Dear Mr Donovan,
My name is Caroline Buckingham and I am the Sales Executive with Asia Pulse Pty Ltd. I have noticed a large volume of Asia Pulse material on your web site www.shell2004.com/blog & have also noticed that you are offering free redistribution of our material via your web log.
I wish to draw your attention to the fact that Asia Pulse Pty Ltd reserves all rights including copyright in relation to services provided by it and that retransmission, dissemination or publication, whether in print, electronic or other means, is expressly forbidden without written authorisation from Asia Pulse Pty Ltd.

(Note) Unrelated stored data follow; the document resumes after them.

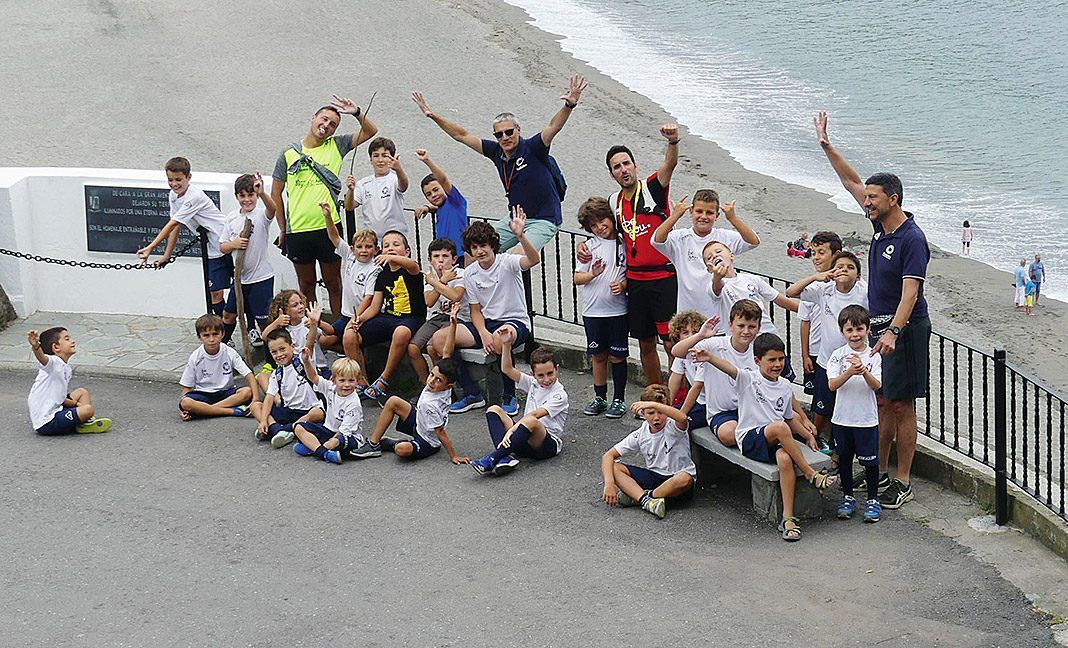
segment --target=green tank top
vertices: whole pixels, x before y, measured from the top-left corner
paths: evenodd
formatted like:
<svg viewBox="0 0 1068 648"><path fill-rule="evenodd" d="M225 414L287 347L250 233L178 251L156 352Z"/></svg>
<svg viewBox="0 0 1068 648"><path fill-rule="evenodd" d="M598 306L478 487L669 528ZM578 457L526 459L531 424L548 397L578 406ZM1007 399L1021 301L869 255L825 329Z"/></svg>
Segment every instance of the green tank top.
<svg viewBox="0 0 1068 648"><path fill-rule="evenodd" d="M343 137L349 137L344 135ZM345 153L338 148L336 136L329 137L315 148L304 147L304 154L319 164L330 169L334 175L341 176L341 160ZM313 232L325 229L323 223L323 210L319 203L330 203L330 210L334 215L334 222L341 222L341 216L337 213L337 205L330 198L330 190L315 175L307 164L301 164L296 173L289 169L297 161L300 154L292 146L282 153L286 168L286 216L289 223L289 232Z"/></svg>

I am unable to find any record of any redistribution licence between Asia Pulse & your website or with anyone under the name of Alfred Donovan. Please let me know how you are accessing our material & of any agreements or authorisation that you have received to use Asia Pulse content.
RESPONSE EMAIL FROM ALFRED DONOVAN DATED 27 FEBRUARY 2006
Dear Ms Buckingham
I acknowledge receipt of your email dated 27 February. The articles have been obtained from the Internet. Our use of them is limited to articles mentioning Shell. They have been appearing for some time (since 2004) on my original website www.shellnews.net
My websites display a “Fair Use Notice” in regard to copyrighted material. I would draw your attention to the legal notice which states: “THERE ARE NO SUBSCRIPTION FEES OR ANY OTHER CHARGES: This is a non-commercial, non-profit website with no advertising.”
In this connection an illustrious three person panel of the World Intellectual Property Organisation reached a unanimous verdict in my favour in respect of the domain name royaldutchshellplc.com and the other Shell related domain names which were the subject of proceedings brought by Royal Dutch Shell. The panel consisted of (1) Mr Michael Cover, a British solicitor who specialises in Intellectual Property law; passing off, copyright etc; (2) Ms Diane Cabell, an eminent American lawyer, currently Corporate Counsel of Creative Commons and previously a senior lawyer at The Berkman Center for Internet & Society at Havard Law School. Daniel J Gervais is a Canadian Professor of Technology Law. Professor Gervais held senior legal positions at the WIPO in Geneva for several years and is the author of a host of major publications relating to the Internet and associated law. He acted as the presiding panellist in the WIPO Shell case.
Having read my submission, the panel accepted “there is no evidence that Respondent’s actions are for “commercial gain”.
In other words, the expert panel decision in August 2005 accepted the fact that my website is operated entirely on a non-profit making.
Hence the “Fair Use Notice” has been validated by the WIPO panel decision.